This topic describes the GPU topology. It also includes further details of the benefits of GPU topology-aware scheduling.

GPU topology

The following figure shows the topology of eight Tesla V100 GPUs that communicate with each other through NVLinks. Each Tesla V100 GPU is assigned six NVLinks. However, NVLinks cannot be established between every two Tesla V100 GPUs. At most two NVLinks can be established between two Tesla V100 GPUs. In this example, two NVLinks are established between GPU 0 and GPU 3. Two NVLinks are established between GPU 0 and GPU 4. One NVLink is established between GPU 0 and GPU 1. GPU 0 and GPU 6 communicate with each other through Peripheral Component Interconnect Express (PCIe), instead of NVLinks.GPU3

Benefits

The one-way communication bandwidth of an NVLink is 25 Gbit/s. The two-way communication bandwidth of an NVLink is 50 Gbit/s. The PCIe bandwidth is 16 Gbit/s. In a training job, the training speed depends on the different combinations of GPUs. Therefore, the optimal combination of GPUs can be selected during the GPU scheduling process. This ensures the optimal training speed.

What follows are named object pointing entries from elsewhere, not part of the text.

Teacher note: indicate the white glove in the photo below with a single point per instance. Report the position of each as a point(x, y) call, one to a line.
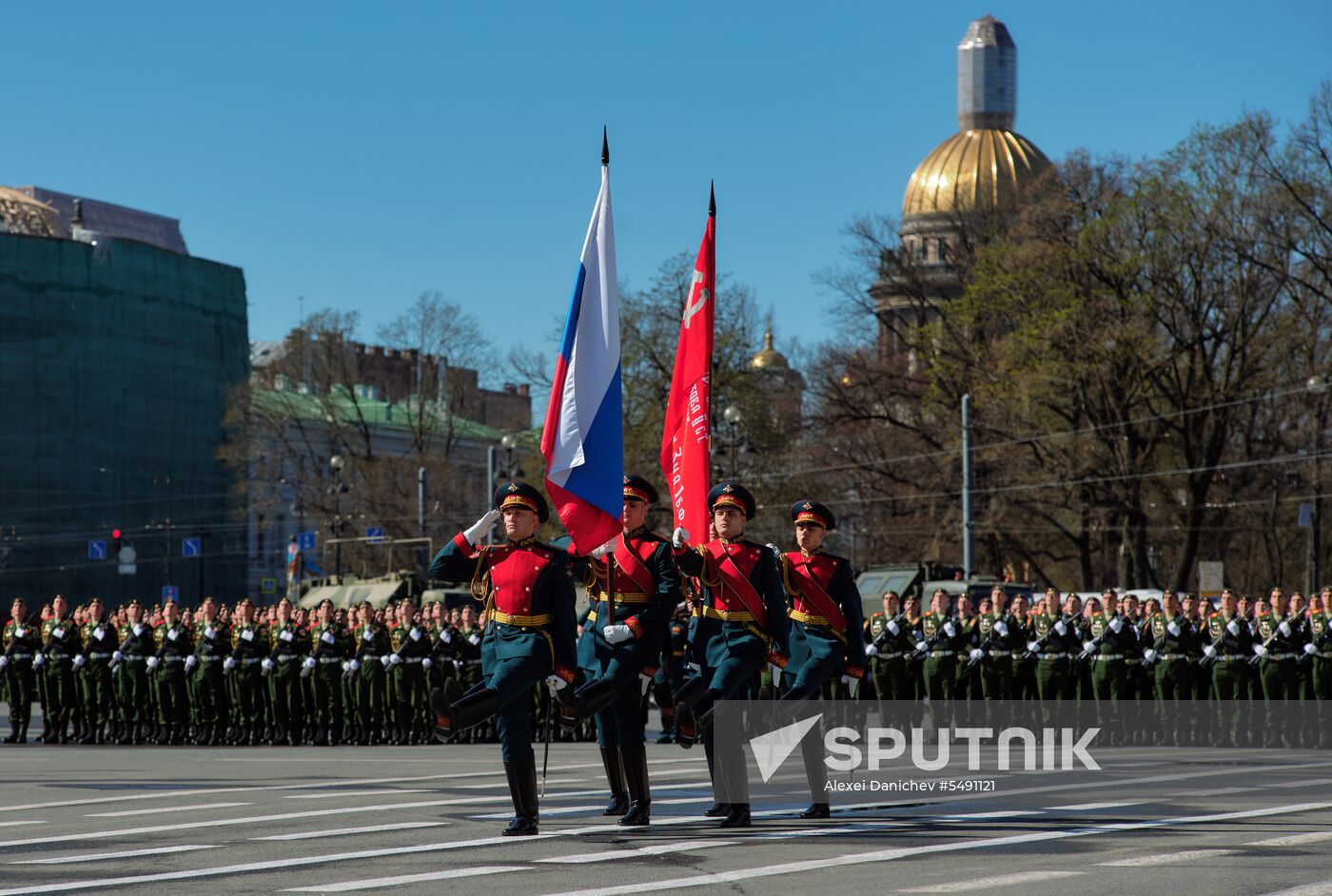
point(482, 526)
point(617, 633)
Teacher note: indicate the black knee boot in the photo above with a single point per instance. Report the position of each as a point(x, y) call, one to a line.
point(615, 767)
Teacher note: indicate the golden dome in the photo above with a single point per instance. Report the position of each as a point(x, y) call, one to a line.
point(769, 359)
point(20, 213)
point(982, 168)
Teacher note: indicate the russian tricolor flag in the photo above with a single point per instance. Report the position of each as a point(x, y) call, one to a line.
point(583, 435)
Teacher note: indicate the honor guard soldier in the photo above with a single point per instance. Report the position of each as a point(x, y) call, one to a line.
point(890, 642)
point(826, 632)
point(330, 646)
point(249, 647)
point(406, 666)
point(209, 686)
point(742, 594)
point(529, 595)
point(59, 647)
point(130, 662)
point(99, 642)
point(166, 669)
point(633, 586)
point(22, 642)
point(1282, 645)
point(283, 669)
point(1168, 655)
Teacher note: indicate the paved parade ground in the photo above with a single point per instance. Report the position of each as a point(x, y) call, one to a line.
point(426, 820)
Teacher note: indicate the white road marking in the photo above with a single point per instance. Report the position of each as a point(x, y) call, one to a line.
point(1166, 858)
point(375, 883)
point(336, 832)
point(379, 792)
point(127, 853)
point(726, 878)
point(164, 808)
point(1322, 888)
point(1294, 839)
point(986, 883)
point(656, 849)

Kubernetes does not support GPU topology-aware scheduling. In this case, GPUs are selected at random. The training speed can vary based on different combinations of GPUs. To fix this issue, Container Service for Kubernetes (ACK) supports GPU topology-aware scheduling based on the scheduling framework. You can use this feature to select a combination of GPUs on GPU nodes. This ensures the optimal training speed.